3D-Edddy returns to the Cloverdale plaza this year with “CromptonDragonOsarus”, a piece inspired by a drawing by 4 ½ year old Colin Crompton. Edddy has been on a life-long mission to create new value from discarded objects, and CromptonDragonOsarus is a prime example of this work. “I create with what’s at hand,” he said. “In the late 70’s and early 80’s, due to a lack of art education funding in our schools, I began to provide art enrichment for my family. Being of modest means, I used household junk, used lumber, and found objects to construct sculptures. We gathered these materials and waited for the objects to speak to us, telling us what they wanted to be.”

Edddy began “CromptonDragonOsarus” by building the armature from salvaged lumber. Shaping the wood with a circular saw created the roundness for the scales, which are fashioned from sheet metal.
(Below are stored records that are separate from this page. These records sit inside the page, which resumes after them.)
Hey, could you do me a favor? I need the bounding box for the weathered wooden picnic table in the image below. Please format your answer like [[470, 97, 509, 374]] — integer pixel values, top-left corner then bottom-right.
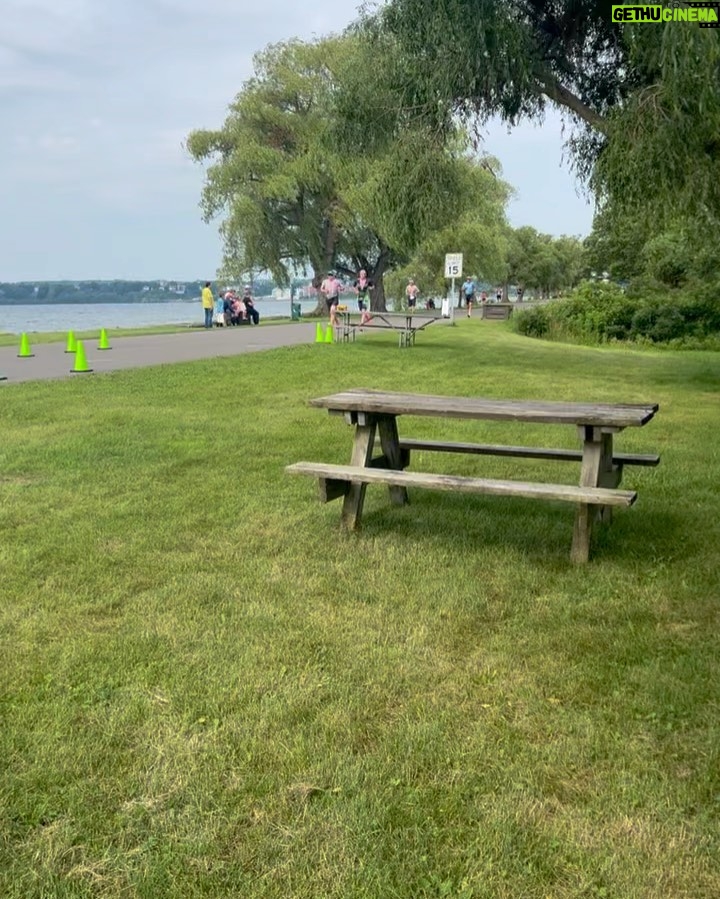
[[337, 309, 441, 348], [286, 389, 660, 562]]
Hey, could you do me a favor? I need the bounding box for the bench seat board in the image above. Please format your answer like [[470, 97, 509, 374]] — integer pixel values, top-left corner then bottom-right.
[[285, 462, 637, 506], [400, 437, 660, 465]]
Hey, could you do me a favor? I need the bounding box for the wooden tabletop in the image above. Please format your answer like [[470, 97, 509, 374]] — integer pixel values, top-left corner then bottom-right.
[[310, 388, 659, 428]]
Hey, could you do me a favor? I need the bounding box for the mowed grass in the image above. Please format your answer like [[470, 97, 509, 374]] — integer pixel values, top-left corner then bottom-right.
[[0, 321, 720, 899]]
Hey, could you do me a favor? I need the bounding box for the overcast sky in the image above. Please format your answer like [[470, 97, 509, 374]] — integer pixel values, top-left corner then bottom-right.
[[0, 0, 592, 281]]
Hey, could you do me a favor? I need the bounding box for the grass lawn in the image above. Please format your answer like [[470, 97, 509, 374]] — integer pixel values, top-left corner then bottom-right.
[[0, 320, 720, 899]]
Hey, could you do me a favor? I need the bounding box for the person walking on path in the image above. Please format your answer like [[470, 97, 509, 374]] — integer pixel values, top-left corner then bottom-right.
[[405, 278, 420, 309], [462, 275, 475, 318], [320, 272, 340, 323], [200, 281, 215, 328], [353, 268, 375, 314]]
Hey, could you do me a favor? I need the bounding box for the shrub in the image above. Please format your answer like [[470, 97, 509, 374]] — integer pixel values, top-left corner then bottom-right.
[[513, 280, 720, 345], [511, 306, 550, 337]]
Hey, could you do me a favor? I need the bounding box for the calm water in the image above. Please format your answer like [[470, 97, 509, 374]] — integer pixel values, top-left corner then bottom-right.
[[0, 300, 316, 334]]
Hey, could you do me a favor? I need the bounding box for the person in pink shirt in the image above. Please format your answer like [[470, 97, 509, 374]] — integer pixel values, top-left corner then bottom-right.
[[320, 272, 340, 320]]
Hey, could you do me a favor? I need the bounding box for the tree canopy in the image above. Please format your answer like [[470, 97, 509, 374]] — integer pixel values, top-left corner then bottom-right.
[[188, 37, 507, 308], [362, 0, 720, 228]]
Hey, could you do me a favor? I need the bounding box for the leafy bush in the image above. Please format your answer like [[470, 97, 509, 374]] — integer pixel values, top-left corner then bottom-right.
[[512, 306, 550, 337], [513, 281, 720, 344]]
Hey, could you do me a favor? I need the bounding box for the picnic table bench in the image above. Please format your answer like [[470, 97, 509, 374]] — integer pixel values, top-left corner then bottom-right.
[[336, 309, 441, 348], [286, 389, 660, 562]]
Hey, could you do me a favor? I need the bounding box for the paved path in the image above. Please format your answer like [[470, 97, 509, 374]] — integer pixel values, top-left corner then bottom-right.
[[0, 321, 316, 389]]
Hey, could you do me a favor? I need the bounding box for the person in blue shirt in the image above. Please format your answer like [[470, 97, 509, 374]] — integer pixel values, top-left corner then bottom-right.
[[462, 275, 475, 318]]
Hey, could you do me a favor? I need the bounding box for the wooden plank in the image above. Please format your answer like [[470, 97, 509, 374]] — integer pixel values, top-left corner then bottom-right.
[[310, 389, 659, 429], [400, 437, 660, 466], [285, 462, 637, 506]]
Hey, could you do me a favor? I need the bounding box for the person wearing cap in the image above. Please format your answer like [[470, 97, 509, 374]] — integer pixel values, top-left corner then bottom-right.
[[243, 284, 260, 325], [320, 272, 340, 319], [405, 278, 420, 309]]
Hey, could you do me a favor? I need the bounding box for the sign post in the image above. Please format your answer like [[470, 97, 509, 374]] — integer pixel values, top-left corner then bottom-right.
[[442, 253, 462, 320]]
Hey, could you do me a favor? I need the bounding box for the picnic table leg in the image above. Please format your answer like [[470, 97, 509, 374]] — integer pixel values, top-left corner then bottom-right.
[[597, 431, 623, 524], [570, 427, 612, 562], [378, 415, 410, 506], [342, 417, 377, 531]]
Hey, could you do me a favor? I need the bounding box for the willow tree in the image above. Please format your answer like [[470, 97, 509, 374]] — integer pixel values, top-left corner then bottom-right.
[[187, 41, 339, 298], [360, 0, 720, 239], [188, 38, 504, 309]]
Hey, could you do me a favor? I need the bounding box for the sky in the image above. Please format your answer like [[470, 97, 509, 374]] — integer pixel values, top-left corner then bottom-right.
[[0, 0, 592, 281]]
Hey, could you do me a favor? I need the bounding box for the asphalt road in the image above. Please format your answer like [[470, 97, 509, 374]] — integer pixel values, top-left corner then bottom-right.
[[0, 322, 316, 388]]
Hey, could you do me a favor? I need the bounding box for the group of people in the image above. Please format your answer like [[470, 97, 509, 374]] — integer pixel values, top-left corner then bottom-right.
[[320, 268, 375, 326], [320, 269, 435, 325], [201, 281, 260, 328]]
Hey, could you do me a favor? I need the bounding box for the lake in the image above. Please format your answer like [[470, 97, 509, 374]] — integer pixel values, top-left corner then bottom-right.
[[0, 299, 317, 334]]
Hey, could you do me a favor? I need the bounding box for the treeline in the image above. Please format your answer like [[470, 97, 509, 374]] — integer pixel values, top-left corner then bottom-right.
[[0, 280, 274, 306]]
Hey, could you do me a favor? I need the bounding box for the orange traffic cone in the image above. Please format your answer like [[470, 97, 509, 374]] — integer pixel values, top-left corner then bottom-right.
[[18, 333, 35, 359], [70, 340, 92, 374]]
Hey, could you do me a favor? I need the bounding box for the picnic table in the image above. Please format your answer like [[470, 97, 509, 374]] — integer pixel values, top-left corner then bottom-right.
[[286, 388, 660, 562], [337, 309, 441, 348]]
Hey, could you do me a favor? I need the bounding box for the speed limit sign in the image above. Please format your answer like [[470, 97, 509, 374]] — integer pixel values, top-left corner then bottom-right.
[[445, 253, 462, 278]]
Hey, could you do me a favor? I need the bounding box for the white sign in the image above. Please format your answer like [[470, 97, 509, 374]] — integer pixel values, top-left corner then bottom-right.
[[445, 253, 462, 278]]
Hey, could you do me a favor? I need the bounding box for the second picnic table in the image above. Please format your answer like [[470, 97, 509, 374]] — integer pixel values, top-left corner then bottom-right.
[[287, 388, 660, 562], [337, 309, 442, 348]]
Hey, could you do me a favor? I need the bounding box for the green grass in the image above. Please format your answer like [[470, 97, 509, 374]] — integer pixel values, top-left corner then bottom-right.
[[0, 321, 720, 899]]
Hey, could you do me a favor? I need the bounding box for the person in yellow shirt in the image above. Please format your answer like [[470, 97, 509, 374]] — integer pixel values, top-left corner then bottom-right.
[[200, 281, 215, 328]]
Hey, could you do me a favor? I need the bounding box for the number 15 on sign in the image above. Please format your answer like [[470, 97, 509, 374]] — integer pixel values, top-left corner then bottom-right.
[[445, 253, 462, 278]]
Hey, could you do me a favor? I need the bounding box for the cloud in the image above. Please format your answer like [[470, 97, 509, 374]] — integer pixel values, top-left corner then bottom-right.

He used a bicycle for the eyes, and enlisted his mother to make the stained glass features. Bicycle handles, tin cans, stove pipe, bottle caps and jar lids were all incorporated, and thrift-store forks and spoons became the “teeth”. Assembly took place at the Chops Teen Center in Santa Rosa, where the staff and teens were all delighted to participate, and to learn about both art and creative recycling from Edddy.  

Edddy is passionate about new uses for junk. “Our present generation threatens to become inundated with the accumulation of junk, and as was the case of the impressionists venturing out of the old school academy of art, the “Now” generation must do something constructive with our present time. As the population increases, more and more junk accumulates, and thinking people find themselves identifying with this new condition. Therefore, Junk Art is putting the nearly impossible articles together to make new sense for communication in the reality of our times.” 

3D-Edddy, a Sonoma-county local artist for 30+ years, is primarily a self-taught landscape oil painter and a sculptor. He has attended master classes with Helvi Warnsley in San Francisco, as well as various classes at Sonoma County institutions. A children’s art instructor for 25 years, he takes great joy from seeing the youth awaken to their own possibilities of art and recycling, and begin to develop personal concepts about ways they can participate in caring for mother earth.  His work can be seen at galleries in Sonoma, Marin, and San Francisco, as well as in some public collections.